Drupal 10 Batch Process: When working with large amounts of data in Drupal 10, running everything at once can make your site slow or even cause a PHP timeout. To solve this, Drupal provides the Batch API.

The Batch Process in Drupal 10 is almost the same as Drupal 8 and 9, so if you learned it before, it will still work here.

In this guide, you’ll learn how to set up and run a Batch Process in Drupal 10 step by step.

What is Batch Processing in Drupal?

Batch processing lets you:

  • Split big tasks into smaller parts (chunks).
  • Avoid server timeouts.
  • Show a progress bar to users while tasks run.

Example: Updating 50,000 nodes → instead of processing all at once, Batch API processes them in groups of 100.

Structure of a Batch Process

A Drupal batch process has three main parts:

  1. Operations → Define the repeated task.
  2. Finished Callback → What happens after the batch ends.
  3. Batch Setup → Register and run the batch.

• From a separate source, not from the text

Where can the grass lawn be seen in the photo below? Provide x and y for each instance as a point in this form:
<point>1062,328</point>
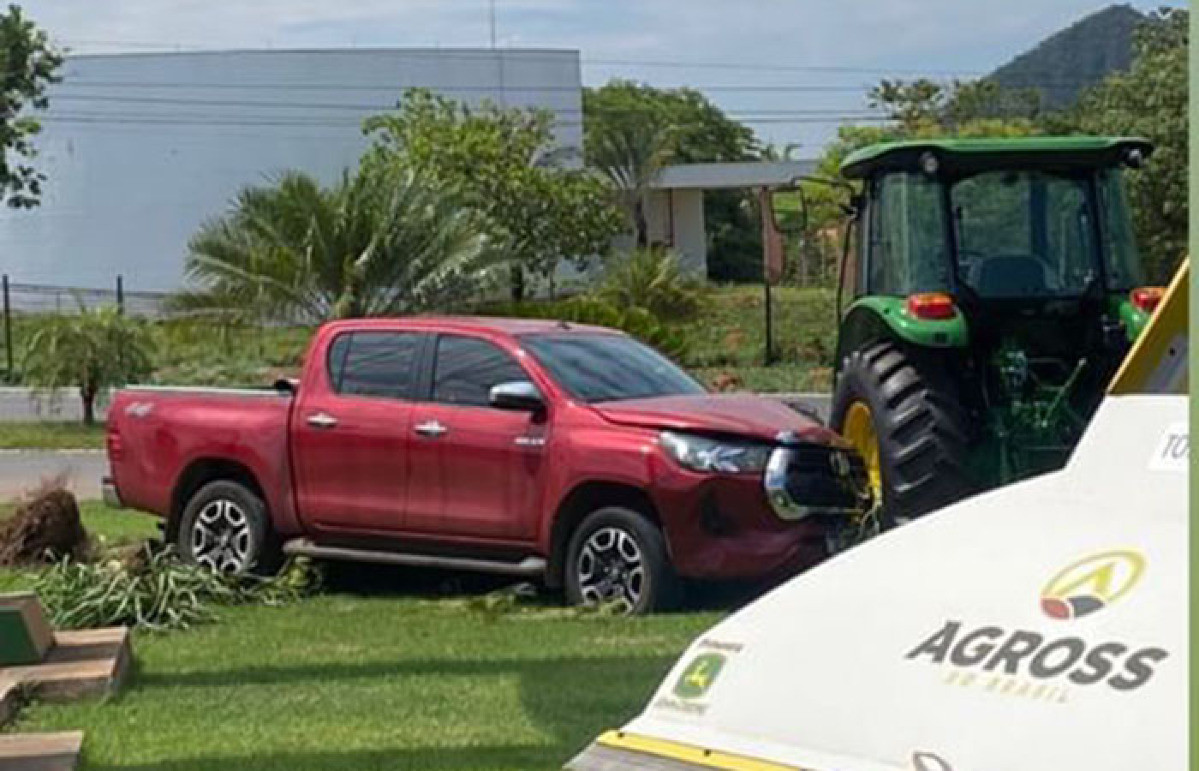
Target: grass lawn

Example: Updating Node Titles

Here’s a working example of a Drupal 10 Batch Process:

Step 1: Define an operation

function mymodule_batch_operation($nid, array &$context) {
  $node = \Drupal\node\Entity\Node::load($nid);
  if ($node) {
    $node->setTitle('Updated Title - ' . $nid);
    $node->save();
  }
  $context['message'] = t('Processing node @nid', ['@nid' => $nid]);
}

Step 2: Define the finished callback

function mymodule_batch_finished($success, $results, $operations) {
  if ($success) {
    \Drupal::messenger()->addStatus(t('Batch processing finished successfully.'));
  } else {
    \Drupal::messenger()->addError(t('Batch processing encountered an error.'));
  }
}

Step 3: Setup and start the batch

function mymodule_start_batch() {
  $nids = \Drupal::entityQuery('node')
    ->condition('status', 1)
    ->execute();

  $operations = [];
  foreach ($nids as $nid) {
    $operations[] = ['mymodule_batch_operation', [$nid]];
  }

  $batch = [
    'title' => t('Updating nodes...'),
    'operations' => $operations,
    'finished' => 'mymodule_batch_finished',
  ];

  batch_set($batch);
}

Step 4: Run the batch from a route or form

For example, from a route callback:

function mymodule_batch_page() {
  mymodule_start_batch();
  return batch_process(\Drupal::url('<front>'));
}

When you visit the route, Drupal will show a progress bar and update nodes in batches.

Best Practices

Keep batch operations small (process fewer items at a time).
Use try/catch inside operations to handle errors safely.
Show clear progress messages to users.
Don’t forget to test on a smaller dataset before running on production.

The Batch API in Drupal 10 is the best way to handle large data operations without timeouts. Whether you are migrating data, updating thousands of nodes, or performing heavy tasks, the Batch Process makes it safe and user-friendly.

Now you can confidently use Batch Processing in Drupal 10 to speed up and stabilize your projects.